The facade of the San Remigio church looks like it is perfectly fine.

The interior, however, shows otherwise.

GI sheets strewn all over the church grounds.

The road to the town of Medellin is lined with dead trees.

This tree in Medellin looks creepy without its leaves.

Notice those things on the ground? They are steel plant holders which were secured to the ground with concrete.

Dead trees and destroyed homes in Barangay Curva.

Local kids wait in the shade for relief goods.

Medellin town proper. The Caltex gasoline station is gone.

Our team doing the final touches for our small relief mission. Thanks to all our sponsors for these donations! ­čÖé

A boy walks past a destroyed home in Medellin.

Relief packs ready to distribute!

Some of the houses were completely destroyed by the supertyphoon.

This old house didn’t stand a chance.

This small kitchen now stands without a roof.

Here is a sign seen near the town center.

The gym also was severely damaged.

Even the school behind it was damaged.

A small waiting shed fell to the ground near the gym.

The sign reads: We Need House.

Some locals have started rebuilding their homes.

Braches and fallen trees fill most roads in Medellin.

Relief mission. In the rain.

Taking goods to typhoon survivors.

This family lost half of their house.

Locals receive relief goods at the community center.

A private vehicle stops at the side of the road to distribute goods to locals.

Baby mango trees knocked over by the typhoon.

More locals lining the road for goods.

This house was completely powdered by the storm.

The famous acacia tree of Curva without its leaves.

This vehicle also makes a short stop to give out some food.

The perimeter fence of the soon-to-rise Robinsons Bogo is now gone.

A child smiles as she walks away with a loaf of bread from a private vehicle.

Locals return to their homes after receiving goods from Aboitiz.

My experience last weekend was truly memorable.

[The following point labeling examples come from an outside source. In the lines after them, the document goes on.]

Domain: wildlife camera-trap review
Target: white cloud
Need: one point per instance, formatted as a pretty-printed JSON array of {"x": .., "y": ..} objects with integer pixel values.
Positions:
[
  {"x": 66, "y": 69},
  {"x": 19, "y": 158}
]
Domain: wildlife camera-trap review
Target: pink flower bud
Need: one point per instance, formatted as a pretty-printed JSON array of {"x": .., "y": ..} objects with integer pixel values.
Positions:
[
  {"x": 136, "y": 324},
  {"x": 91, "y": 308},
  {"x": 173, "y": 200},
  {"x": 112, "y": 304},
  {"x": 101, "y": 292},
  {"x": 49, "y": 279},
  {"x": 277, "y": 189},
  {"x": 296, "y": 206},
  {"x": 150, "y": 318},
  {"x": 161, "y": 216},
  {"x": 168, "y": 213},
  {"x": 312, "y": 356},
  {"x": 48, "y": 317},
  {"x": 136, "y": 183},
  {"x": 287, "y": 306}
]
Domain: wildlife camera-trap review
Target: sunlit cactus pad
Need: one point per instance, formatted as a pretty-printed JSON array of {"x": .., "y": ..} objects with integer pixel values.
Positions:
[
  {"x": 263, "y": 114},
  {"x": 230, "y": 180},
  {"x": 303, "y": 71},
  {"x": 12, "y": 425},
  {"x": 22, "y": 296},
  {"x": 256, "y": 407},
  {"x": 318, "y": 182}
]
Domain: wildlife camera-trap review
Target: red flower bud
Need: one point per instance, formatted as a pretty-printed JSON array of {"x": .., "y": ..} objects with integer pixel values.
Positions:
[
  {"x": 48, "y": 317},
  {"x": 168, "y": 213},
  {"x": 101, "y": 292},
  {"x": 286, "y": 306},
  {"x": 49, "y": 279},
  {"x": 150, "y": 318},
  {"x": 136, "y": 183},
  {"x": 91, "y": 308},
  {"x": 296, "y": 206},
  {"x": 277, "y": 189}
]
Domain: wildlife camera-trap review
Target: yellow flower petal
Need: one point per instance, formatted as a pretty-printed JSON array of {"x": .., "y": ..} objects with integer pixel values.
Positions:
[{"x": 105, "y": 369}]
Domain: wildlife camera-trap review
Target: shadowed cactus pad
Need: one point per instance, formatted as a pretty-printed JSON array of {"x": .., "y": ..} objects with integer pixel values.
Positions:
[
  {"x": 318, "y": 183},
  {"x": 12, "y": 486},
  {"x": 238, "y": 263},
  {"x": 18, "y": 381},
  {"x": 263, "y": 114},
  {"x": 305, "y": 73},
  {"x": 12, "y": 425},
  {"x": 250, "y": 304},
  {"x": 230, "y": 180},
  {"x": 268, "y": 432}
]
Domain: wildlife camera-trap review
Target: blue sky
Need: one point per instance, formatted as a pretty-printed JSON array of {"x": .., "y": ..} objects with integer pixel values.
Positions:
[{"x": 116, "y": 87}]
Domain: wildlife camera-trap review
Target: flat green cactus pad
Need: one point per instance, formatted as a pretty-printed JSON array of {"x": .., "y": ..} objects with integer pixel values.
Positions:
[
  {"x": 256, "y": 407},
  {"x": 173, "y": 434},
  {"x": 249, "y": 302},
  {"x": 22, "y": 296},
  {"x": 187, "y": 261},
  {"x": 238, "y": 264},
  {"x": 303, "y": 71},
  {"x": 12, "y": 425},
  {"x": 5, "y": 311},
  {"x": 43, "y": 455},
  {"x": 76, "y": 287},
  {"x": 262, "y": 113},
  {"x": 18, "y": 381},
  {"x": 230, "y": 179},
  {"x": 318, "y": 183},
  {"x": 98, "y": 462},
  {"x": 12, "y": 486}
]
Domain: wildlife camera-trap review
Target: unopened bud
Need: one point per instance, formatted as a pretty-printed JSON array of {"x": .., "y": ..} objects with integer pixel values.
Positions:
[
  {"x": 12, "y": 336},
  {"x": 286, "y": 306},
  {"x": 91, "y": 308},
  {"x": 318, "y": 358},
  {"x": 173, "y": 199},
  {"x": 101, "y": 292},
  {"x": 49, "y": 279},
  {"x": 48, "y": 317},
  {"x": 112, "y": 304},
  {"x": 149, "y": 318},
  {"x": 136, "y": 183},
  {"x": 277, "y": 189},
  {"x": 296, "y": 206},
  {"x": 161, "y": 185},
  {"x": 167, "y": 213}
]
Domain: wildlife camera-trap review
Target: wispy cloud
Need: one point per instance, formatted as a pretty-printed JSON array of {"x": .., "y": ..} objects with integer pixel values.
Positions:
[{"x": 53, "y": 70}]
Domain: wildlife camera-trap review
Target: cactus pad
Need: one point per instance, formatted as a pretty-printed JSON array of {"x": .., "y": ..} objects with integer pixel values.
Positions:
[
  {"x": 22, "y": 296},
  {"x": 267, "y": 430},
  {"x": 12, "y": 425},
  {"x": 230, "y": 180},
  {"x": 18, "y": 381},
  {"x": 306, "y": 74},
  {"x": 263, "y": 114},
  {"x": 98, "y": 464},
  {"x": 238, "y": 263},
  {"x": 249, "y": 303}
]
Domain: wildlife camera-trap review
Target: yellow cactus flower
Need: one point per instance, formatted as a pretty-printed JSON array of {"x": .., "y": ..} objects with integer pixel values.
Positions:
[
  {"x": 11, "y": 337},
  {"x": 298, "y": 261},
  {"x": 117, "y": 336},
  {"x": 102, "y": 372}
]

Overall, good job Cebuanos! Seeing how our fellow Cebuanos responded to the cries of help was just overwhelming.

Keep the spirit of solidarity and charity burning.

Proud to be Cebuano!

7 thoughts on “An Outpouring of Love for Victims of Yolanda

  1. Very nice coverage Leylander! It’s heartbreaking to see the extreme devastation the typhoon has brought. But it’s also uplifting to see the entire Cebu province helping each other. It’s amazing! It’s humanity at its best. Makes us proud to be Cebuanos.

    This weekend, our team will be going to Malapascua, which is cut off from the mainland, for our relief mission.

  2. OMG,its really a heart wrenching. Im so thankful to the Lord that Carmen is spared. Im having a trauma like feelings with Yolanda’s catastrophe. Thank you to those warm hearted donors. Hopefully they don’t get sick of giving again and again to the victims.

    As usual, thank you very much Ley for your time and sharing this aftermath of Ate Yolanda.
    Rock on Cebu.

  3. Great article, Ley and pics of the ravaged areas, thank you! Sometimes I forget that it is not “fall” there and so the trees are bare because the high winds stripped them of the leaves, amazing what the power of nature can do. It is indeed very admirable to see Cebuanos come together. Consolacionanons from the east and west coast of the USA also did our own diligence and immobilized our youth groups in Cebu to distribute relief goods from contributions gathered from us here.